Ketegangan geopolitik yang berpusat pada konflik antara Amerika Serikat, Israel, dan Iran kini memasuki fase krusial. Ultimatum terbaru dari Presiden AS Donald Trump terkait pembukaan jalur vital Selat Hormuz diproyeksikan menjadi faktor penentu arah pergerakan pasar, di mana Bitcoin (BTC) berpotensi memanfaatkannya sebagai momentum untuk menembus level US$75.000.
Tarik-Ulur Diplomasi dan Ketidakpastian Pasar
Pada akhir pekan lalu, Presiden Trump mengeluarkan peringatan keras kepada pemerintah Iran. Ia mengancam bahwa Iran akan menghadapi konsekuensi berat jika tidak segera membuka akses Selat Hormuz selambat-lambatnya Selasa (7/4/2026) pukul 20.00 waktu setempat (ET). Di sisi lain, para petinggi Iran bersikeras menolak pembukaan jalur tersebut sebelum tuntutan kompensasi atas kerugian perang mereka penuhi.
Sinyal diplomasi yang campur aduk antara ancaman militer dan negosiasi ini membuat pasar saham Amerika Serikat bergerak stagnan pada awal pekan. Namun, di tengah ketidakpastian tersebut, Bitcoin justru menunjukkan tajinya dengan melesat menembus level US$69.000 untuk pertama kalinya dalam sepuluh hari terakhir, sebelum akhirnya stabil di kisaran US$68.596 pada Selasa pagi.
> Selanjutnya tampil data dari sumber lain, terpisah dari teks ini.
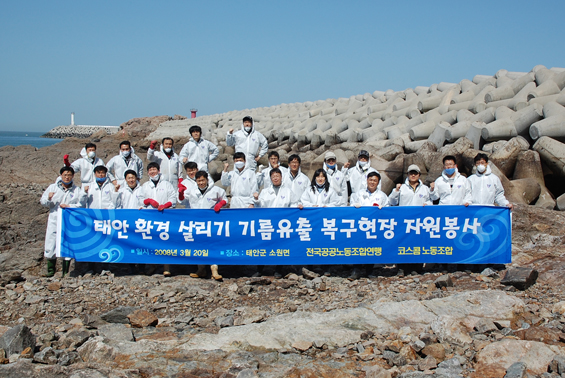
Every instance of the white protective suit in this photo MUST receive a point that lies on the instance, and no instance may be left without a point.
(243, 185)
(129, 198)
(201, 152)
(163, 192)
(118, 165)
(171, 169)
(338, 182)
(357, 177)
(486, 189)
(314, 198)
(252, 145)
(264, 177)
(86, 166)
(71, 197)
(407, 196)
(269, 197)
(296, 184)
(459, 194)
(208, 200)
(366, 198)
(101, 197)
(191, 185)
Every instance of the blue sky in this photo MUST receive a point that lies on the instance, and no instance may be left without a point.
(110, 61)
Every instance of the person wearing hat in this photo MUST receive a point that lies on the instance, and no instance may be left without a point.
(249, 141)
(357, 175)
(413, 192)
(264, 175)
(372, 195)
(335, 177)
(198, 149)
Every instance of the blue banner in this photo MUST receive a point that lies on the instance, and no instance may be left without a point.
(288, 236)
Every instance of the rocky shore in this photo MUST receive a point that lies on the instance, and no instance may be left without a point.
(338, 321)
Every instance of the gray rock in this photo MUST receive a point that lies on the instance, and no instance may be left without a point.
(16, 339)
(308, 274)
(485, 326)
(46, 356)
(116, 331)
(489, 272)
(519, 277)
(558, 364)
(443, 281)
(119, 314)
(516, 370)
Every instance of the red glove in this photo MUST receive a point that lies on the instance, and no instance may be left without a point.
(219, 205)
(151, 202)
(182, 188)
(164, 206)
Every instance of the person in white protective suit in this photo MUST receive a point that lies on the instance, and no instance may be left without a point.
(276, 194)
(101, 194)
(126, 160)
(294, 179)
(357, 175)
(413, 192)
(169, 163)
(320, 193)
(62, 194)
(264, 174)
(189, 183)
(85, 165)
(158, 193)
(249, 141)
(486, 188)
(371, 196)
(206, 196)
(198, 149)
(273, 196)
(337, 179)
(242, 180)
(130, 195)
(451, 188)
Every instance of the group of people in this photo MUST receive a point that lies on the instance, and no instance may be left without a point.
(116, 185)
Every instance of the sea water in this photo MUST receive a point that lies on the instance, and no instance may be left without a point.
(17, 138)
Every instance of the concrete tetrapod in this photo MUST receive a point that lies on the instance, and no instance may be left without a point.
(553, 125)
(552, 152)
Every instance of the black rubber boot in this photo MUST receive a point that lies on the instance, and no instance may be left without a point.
(66, 266)
(51, 267)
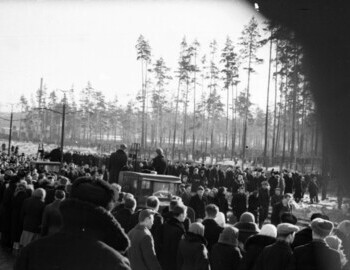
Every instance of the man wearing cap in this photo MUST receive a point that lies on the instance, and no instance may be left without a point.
(159, 163)
(317, 254)
(278, 255)
(198, 203)
(142, 254)
(90, 237)
(117, 161)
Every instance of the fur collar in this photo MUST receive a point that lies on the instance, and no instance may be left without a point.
(96, 222)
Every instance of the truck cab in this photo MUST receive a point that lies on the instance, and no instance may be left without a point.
(143, 185)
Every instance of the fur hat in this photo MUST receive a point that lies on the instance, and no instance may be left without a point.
(229, 236)
(321, 227)
(247, 217)
(269, 230)
(95, 191)
(286, 228)
(196, 228)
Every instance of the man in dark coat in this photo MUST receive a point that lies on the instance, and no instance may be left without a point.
(124, 215)
(142, 254)
(117, 161)
(212, 229)
(159, 163)
(90, 237)
(239, 203)
(52, 222)
(170, 236)
(225, 254)
(278, 255)
(280, 208)
(304, 236)
(317, 254)
(255, 245)
(198, 203)
(192, 252)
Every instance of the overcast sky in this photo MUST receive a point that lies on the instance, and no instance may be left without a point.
(73, 42)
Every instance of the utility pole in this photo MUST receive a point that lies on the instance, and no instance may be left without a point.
(62, 130)
(10, 135)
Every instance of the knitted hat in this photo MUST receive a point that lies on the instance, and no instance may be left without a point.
(333, 241)
(229, 236)
(95, 191)
(269, 230)
(247, 217)
(344, 227)
(321, 227)
(286, 228)
(196, 228)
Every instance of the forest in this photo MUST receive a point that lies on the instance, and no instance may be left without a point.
(209, 114)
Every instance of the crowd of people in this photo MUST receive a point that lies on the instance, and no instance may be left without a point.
(80, 218)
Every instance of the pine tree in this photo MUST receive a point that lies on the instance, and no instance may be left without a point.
(230, 72)
(250, 44)
(144, 55)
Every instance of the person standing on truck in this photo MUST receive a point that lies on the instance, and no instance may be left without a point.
(159, 163)
(117, 161)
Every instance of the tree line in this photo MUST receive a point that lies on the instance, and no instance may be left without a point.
(210, 112)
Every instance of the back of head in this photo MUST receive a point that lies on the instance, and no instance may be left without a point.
(152, 202)
(344, 227)
(40, 193)
(179, 210)
(269, 230)
(146, 213)
(60, 194)
(333, 242)
(247, 217)
(229, 236)
(321, 227)
(130, 203)
(211, 210)
(95, 191)
(289, 218)
(196, 228)
(159, 151)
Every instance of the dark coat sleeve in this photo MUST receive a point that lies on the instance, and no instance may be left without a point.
(149, 254)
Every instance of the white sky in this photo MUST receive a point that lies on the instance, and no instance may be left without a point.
(72, 42)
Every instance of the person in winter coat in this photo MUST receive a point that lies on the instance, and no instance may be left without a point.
(264, 202)
(317, 254)
(313, 190)
(246, 227)
(222, 201)
(31, 214)
(6, 209)
(304, 236)
(90, 237)
(198, 203)
(225, 255)
(124, 215)
(280, 208)
(255, 245)
(192, 252)
(288, 180)
(253, 204)
(141, 253)
(117, 161)
(170, 235)
(212, 228)
(278, 255)
(159, 163)
(52, 220)
(20, 195)
(239, 203)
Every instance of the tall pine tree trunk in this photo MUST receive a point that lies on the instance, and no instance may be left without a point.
(175, 121)
(267, 106)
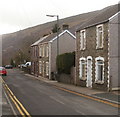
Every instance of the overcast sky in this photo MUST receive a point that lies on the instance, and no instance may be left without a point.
(20, 14)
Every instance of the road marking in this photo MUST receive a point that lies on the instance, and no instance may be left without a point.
(10, 103)
(17, 103)
(92, 98)
(56, 100)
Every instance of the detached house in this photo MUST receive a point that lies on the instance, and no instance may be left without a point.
(96, 62)
(44, 52)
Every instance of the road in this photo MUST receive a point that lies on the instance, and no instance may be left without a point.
(40, 98)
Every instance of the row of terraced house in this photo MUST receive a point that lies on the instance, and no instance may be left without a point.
(96, 46)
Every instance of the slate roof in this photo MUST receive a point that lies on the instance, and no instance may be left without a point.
(37, 42)
(51, 37)
(102, 17)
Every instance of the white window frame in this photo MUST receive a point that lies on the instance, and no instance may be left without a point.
(80, 68)
(47, 51)
(47, 68)
(40, 51)
(97, 60)
(82, 39)
(40, 67)
(43, 51)
(98, 46)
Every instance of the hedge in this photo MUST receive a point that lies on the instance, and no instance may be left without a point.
(64, 62)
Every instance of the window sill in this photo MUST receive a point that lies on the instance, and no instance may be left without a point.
(99, 82)
(99, 48)
(83, 79)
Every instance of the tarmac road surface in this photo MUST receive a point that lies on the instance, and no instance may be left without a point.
(40, 98)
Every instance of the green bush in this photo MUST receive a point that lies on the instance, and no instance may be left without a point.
(65, 62)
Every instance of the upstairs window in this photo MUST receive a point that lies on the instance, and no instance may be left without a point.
(47, 51)
(99, 37)
(82, 39)
(47, 68)
(43, 51)
(40, 67)
(82, 69)
(99, 70)
(40, 51)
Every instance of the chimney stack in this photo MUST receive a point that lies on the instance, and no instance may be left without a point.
(65, 27)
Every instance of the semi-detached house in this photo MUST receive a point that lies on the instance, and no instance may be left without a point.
(44, 52)
(97, 55)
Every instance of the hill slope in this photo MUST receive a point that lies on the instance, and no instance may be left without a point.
(15, 42)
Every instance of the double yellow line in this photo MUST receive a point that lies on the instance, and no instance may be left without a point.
(17, 103)
(89, 97)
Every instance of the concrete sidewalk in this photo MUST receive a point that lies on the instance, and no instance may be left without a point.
(6, 105)
(113, 97)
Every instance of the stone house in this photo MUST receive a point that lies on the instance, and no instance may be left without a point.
(94, 40)
(44, 63)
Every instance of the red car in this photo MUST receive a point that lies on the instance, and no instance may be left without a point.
(3, 71)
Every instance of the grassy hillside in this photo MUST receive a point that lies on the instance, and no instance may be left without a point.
(14, 43)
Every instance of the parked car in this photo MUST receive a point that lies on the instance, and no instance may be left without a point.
(8, 66)
(3, 71)
(27, 64)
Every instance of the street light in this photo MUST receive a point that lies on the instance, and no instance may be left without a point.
(57, 31)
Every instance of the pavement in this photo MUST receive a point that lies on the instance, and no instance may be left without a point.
(7, 108)
(113, 97)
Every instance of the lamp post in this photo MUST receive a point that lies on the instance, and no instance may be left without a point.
(57, 31)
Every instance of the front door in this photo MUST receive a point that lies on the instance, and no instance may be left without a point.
(89, 72)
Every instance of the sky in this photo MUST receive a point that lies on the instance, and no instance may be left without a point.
(16, 15)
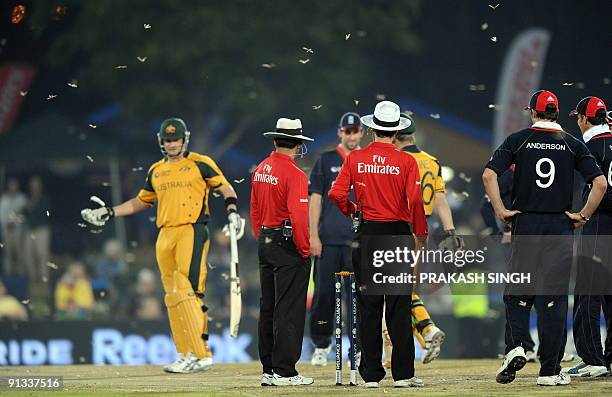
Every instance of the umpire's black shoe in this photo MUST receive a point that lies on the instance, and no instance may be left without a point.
(514, 361)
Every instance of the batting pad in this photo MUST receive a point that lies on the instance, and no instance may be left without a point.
(192, 323)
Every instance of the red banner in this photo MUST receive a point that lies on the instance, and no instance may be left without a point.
(15, 80)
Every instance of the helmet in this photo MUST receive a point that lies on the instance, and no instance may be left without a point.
(173, 128)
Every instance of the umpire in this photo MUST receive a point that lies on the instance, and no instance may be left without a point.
(545, 157)
(330, 235)
(388, 198)
(279, 213)
(592, 293)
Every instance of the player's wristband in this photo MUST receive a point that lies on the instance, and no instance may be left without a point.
(229, 201)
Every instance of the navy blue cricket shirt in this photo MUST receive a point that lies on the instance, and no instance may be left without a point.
(334, 227)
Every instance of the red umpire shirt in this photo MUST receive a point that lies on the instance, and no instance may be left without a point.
(386, 183)
(282, 188)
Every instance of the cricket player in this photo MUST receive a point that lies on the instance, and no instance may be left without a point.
(545, 158)
(330, 235)
(179, 184)
(279, 214)
(434, 196)
(387, 202)
(592, 279)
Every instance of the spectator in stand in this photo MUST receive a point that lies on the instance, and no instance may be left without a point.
(38, 243)
(145, 300)
(10, 307)
(73, 295)
(12, 206)
(109, 268)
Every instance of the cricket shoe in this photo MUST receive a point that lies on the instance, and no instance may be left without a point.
(176, 366)
(433, 343)
(586, 370)
(199, 365)
(531, 356)
(554, 380)
(412, 382)
(319, 357)
(297, 380)
(514, 361)
(567, 358)
(266, 379)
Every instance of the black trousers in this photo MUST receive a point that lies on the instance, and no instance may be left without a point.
(541, 243)
(397, 314)
(284, 277)
(333, 259)
(591, 297)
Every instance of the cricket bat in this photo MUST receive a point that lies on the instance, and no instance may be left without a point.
(235, 292)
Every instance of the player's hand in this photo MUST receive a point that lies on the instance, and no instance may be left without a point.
(506, 215)
(576, 218)
(506, 238)
(98, 216)
(235, 221)
(316, 247)
(451, 241)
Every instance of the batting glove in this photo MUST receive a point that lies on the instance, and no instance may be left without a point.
(236, 222)
(98, 216)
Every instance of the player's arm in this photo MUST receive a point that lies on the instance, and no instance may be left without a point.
(443, 210)
(341, 188)
(314, 215)
(598, 189)
(501, 160)
(590, 171)
(297, 204)
(316, 183)
(214, 178)
(489, 179)
(130, 207)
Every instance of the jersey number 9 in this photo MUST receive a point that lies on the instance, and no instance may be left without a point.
(550, 175)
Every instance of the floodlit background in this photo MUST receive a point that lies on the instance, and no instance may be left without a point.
(84, 86)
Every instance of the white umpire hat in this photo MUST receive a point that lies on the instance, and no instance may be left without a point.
(386, 117)
(288, 128)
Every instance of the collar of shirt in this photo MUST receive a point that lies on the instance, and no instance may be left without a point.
(411, 149)
(591, 132)
(282, 156)
(549, 125)
(382, 145)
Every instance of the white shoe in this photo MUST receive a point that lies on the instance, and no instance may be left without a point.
(200, 364)
(585, 370)
(176, 365)
(567, 358)
(266, 379)
(514, 361)
(297, 380)
(433, 343)
(531, 356)
(554, 380)
(412, 382)
(319, 357)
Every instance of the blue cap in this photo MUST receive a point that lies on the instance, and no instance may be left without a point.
(350, 119)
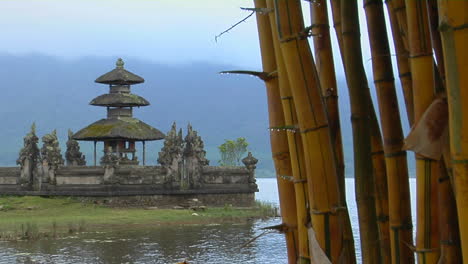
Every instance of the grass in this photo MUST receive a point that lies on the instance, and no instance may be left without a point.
(33, 217)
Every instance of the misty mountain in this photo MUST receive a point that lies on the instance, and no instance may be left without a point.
(55, 94)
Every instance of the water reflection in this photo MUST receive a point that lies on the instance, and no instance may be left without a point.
(155, 244)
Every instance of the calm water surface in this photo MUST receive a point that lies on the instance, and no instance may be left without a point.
(224, 243)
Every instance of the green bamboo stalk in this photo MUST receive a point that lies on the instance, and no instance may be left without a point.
(360, 106)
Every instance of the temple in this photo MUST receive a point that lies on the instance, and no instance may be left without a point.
(183, 172)
(120, 130)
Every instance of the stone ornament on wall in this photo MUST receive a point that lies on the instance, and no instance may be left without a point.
(51, 156)
(170, 156)
(29, 157)
(73, 154)
(183, 159)
(250, 163)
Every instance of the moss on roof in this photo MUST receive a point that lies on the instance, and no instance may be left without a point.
(119, 128)
(119, 100)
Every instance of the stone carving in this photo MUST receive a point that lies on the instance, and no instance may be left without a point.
(29, 157)
(194, 158)
(250, 163)
(170, 156)
(73, 154)
(51, 156)
(110, 162)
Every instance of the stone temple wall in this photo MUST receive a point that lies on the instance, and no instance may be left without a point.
(184, 173)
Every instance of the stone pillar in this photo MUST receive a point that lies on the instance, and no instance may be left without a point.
(250, 163)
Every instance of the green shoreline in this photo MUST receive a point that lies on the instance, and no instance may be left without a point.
(33, 217)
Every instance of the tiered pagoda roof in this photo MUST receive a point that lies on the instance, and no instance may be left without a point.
(119, 124)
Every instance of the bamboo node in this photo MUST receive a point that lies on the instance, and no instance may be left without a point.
(358, 117)
(407, 226)
(299, 181)
(307, 130)
(286, 177)
(448, 242)
(315, 2)
(377, 152)
(371, 2)
(383, 218)
(425, 250)
(403, 75)
(395, 154)
(284, 128)
(459, 161)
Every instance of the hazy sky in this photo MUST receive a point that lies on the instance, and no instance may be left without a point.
(165, 31)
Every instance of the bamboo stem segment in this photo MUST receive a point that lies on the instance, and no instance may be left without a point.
(360, 119)
(427, 171)
(397, 171)
(313, 126)
(453, 23)
(279, 140)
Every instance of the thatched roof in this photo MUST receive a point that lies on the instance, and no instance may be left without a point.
(119, 128)
(119, 76)
(119, 100)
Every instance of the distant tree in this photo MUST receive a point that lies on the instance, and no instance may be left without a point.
(232, 151)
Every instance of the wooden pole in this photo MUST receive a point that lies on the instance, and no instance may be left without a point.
(313, 127)
(396, 163)
(144, 152)
(295, 230)
(95, 164)
(402, 55)
(360, 119)
(326, 71)
(427, 170)
(453, 23)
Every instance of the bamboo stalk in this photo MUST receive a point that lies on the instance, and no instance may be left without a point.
(427, 171)
(436, 40)
(279, 140)
(326, 72)
(360, 119)
(402, 54)
(314, 129)
(397, 169)
(450, 251)
(453, 28)
(295, 144)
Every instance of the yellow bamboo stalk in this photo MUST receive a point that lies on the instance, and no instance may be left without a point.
(360, 119)
(326, 72)
(433, 17)
(450, 251)
(295, 143)
(279, 140)
(427, 171)
(397, 170)
(402, 54)
(313, 126)
(454, 31)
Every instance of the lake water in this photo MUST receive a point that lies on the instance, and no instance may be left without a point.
(221, 243)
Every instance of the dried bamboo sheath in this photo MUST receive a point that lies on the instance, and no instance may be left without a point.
(303, 105)
(427, 171)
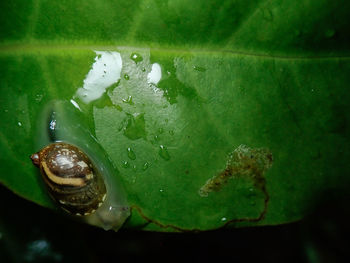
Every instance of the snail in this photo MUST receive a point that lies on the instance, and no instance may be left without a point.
(77, 172)
(71, 178)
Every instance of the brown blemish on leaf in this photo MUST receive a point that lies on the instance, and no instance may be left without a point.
(243, 162)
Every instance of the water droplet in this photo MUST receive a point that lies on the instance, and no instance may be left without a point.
(128, 100)
(131, 154)
(145, 166)
(126, 164)
(329, 33)
(134, 126)
(200, 69)
(136, 57)
(163, 152)
(267, 14)
(38, 97)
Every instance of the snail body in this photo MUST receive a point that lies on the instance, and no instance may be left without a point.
(71, 178)
(77, 172)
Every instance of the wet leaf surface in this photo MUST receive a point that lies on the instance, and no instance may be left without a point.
(171, 90)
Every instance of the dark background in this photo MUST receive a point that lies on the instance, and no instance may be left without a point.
(30, 233)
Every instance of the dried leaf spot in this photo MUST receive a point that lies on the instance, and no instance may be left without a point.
(242, 162)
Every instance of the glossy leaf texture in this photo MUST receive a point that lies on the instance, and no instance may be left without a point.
(213, 114)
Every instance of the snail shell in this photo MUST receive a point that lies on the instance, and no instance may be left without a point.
(71, 178)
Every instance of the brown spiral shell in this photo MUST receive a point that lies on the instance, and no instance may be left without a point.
(71, 178)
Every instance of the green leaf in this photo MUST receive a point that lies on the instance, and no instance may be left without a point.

Dua Skenario untuk Ekosistem Kripto
Para analis menilai bahwa tenggat waktu dari ultimatum ini akan menjadi pedang bermata dua yang sama-sama bisa menguntungkan Bitcoin:
-
Jika Kesepakatan Gagal: Kebuntuan geopolitik akan meningkatkan ketakutan pasar. Dalam skenario ini, narasi Bitcoin sebagai aset independen dan terdesentralisasi akan semakin kuat, menjadikannya tempat berlindung dari sistem keuangan tradisional yang rentan guncangan.
-
Jika Kesepakatan Berhasil: Tercapainya gencatan senjata akan memulihkan sentimen pasar secara umum. Kembalinya selera risiko (risk appetite) investor diyakini akan turut mengerek naik berbagai aset berisiko, termasuk mata uang kripto.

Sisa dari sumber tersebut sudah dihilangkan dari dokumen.